Başkanlık sisteminin patentini elinde bulunduran ABD’de başkanın kanun gücünde kararname çıkarma yetkisi bulunmuyor.
Sızan haberler yeni anayasada başkana sınırsız yetki tanınacağını gösterirken CHP’nin milletvekilleri ve başkanıyla bu konuyu halka anlatmak için bir çabaya girmemesi dikkati çekiyor.
Beton Elmas...
Hattat Holding’in Maslak’ta “Diamond of İstanbul” yani “İstanbul’un Elması” adlı bir gökdelen inşaatı vardır. Önünden geçen ana yola tecavüz eder. İmara aykırıdır. Yıllardır mühürlenir, tekrar inşaat başlatılır, tekrar mühürlenir... Böyle ilerler. Mehmet Hattat bu gökdeleni bitirmek için yıllardır akla gelen bütün yolları denemiştir.
Son olarak 2014’te İBB’den Mehmet Hattat’a kentin çeşitli yerlerinde 18 ayrı parseli satın alması ve Büyükşehir’e hediye etmesi koşuluyla avan proje izni verileceği bildirilir. Bu parsellerden üçü Başkan Kadir Topbaş’ın Kumburgaz’daki villasının bitişiğindedir.
Amaç bu parsellere inşaat yapılmasını önlemektir.
Arsalar alınır, karşılığında avan proje kabul edilir, ancak kısa süre içinde avan projenin 18 arsa karşılığı kotarıldığı basına sızar. Yapılan pazarlığı CHP’nin cengâver belediyecisi Hüseyin Sağ yakalamıştır. Birkaç ay geçer. Bu defa İstanbul Belediyesi projeyi durdurma eğilimine girer. Birileri İstanbul Elması’na taş koymuştur. Derken Mehmet Hattat da bir hamle yapar, 18 parselin İBB tarafından kendisine zorla aldırıldığını geçen hafta kamuoyuna duyurur.

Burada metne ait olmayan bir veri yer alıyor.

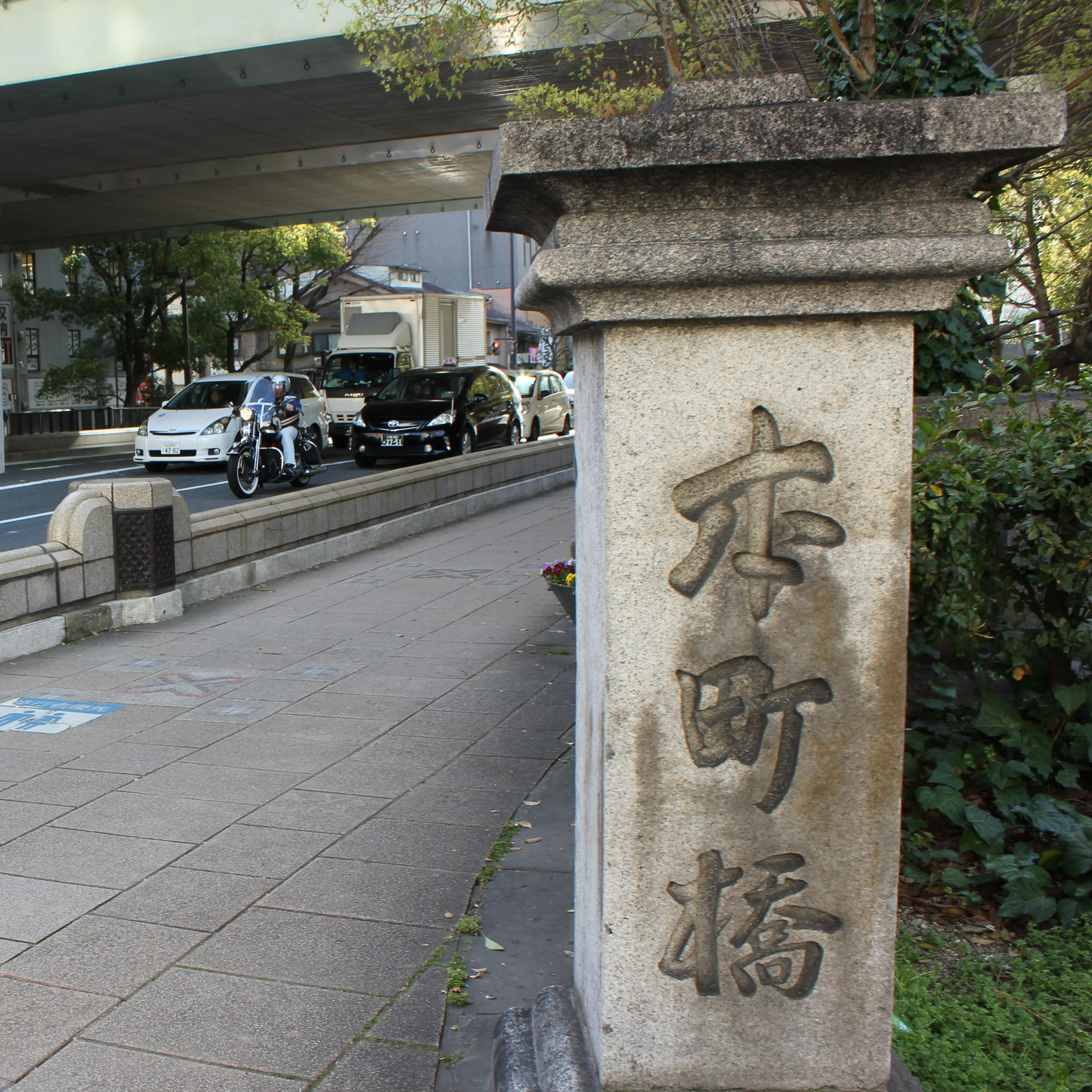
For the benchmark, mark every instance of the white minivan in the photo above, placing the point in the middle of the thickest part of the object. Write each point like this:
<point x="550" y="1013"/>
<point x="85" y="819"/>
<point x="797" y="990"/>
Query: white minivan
<point x="199" y="425"/>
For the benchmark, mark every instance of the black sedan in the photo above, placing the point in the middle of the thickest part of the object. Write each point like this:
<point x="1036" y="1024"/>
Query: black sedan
<point x="437" y="412"/>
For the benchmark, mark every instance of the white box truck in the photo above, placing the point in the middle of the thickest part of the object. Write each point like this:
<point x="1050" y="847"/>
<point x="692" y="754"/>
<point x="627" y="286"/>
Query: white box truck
<point x="382" y="336"/>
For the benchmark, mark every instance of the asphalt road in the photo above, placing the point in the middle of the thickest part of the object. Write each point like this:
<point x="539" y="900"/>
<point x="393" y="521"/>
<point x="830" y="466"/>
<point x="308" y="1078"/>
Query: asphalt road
<point x="30" y="492"/>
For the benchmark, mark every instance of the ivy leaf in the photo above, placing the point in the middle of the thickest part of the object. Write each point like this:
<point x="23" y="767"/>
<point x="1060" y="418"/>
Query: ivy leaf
<point x="945" y="775"/>
<point x="997" y="717"/>
<point x="988" y="828"/>
<point x="944" y="800"/>
<point x="1027" y="897"/>
<point x="1071" y="698"/>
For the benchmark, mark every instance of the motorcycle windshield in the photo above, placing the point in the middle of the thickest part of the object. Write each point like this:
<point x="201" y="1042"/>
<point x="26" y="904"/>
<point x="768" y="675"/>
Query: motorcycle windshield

İBB’den Hattat’a arsaları geri alabileceği bildirilir. Ancak bu arada büyük bir cinlik yapılmış, Kumburgaz’daki üç parsel dini tesis alanına dönüştürülmüştür. Yani Hattat dahil kimse bu alana inşaat yapamayacaktır.
Hattat isyanlarda... İBB Başkanı susuyor...
TAKSİ
Nigar Ayyıldız İstanbul taksicileri ile ilgili geniş kapsamlı bir anket çalışması yapmış.
Çalışma 39 ilçede 391 taksici üzerinde uygulanmış... İşte bazı veriler:
? İstanbul’daki taksicilerin %40.9’u lise mezunu.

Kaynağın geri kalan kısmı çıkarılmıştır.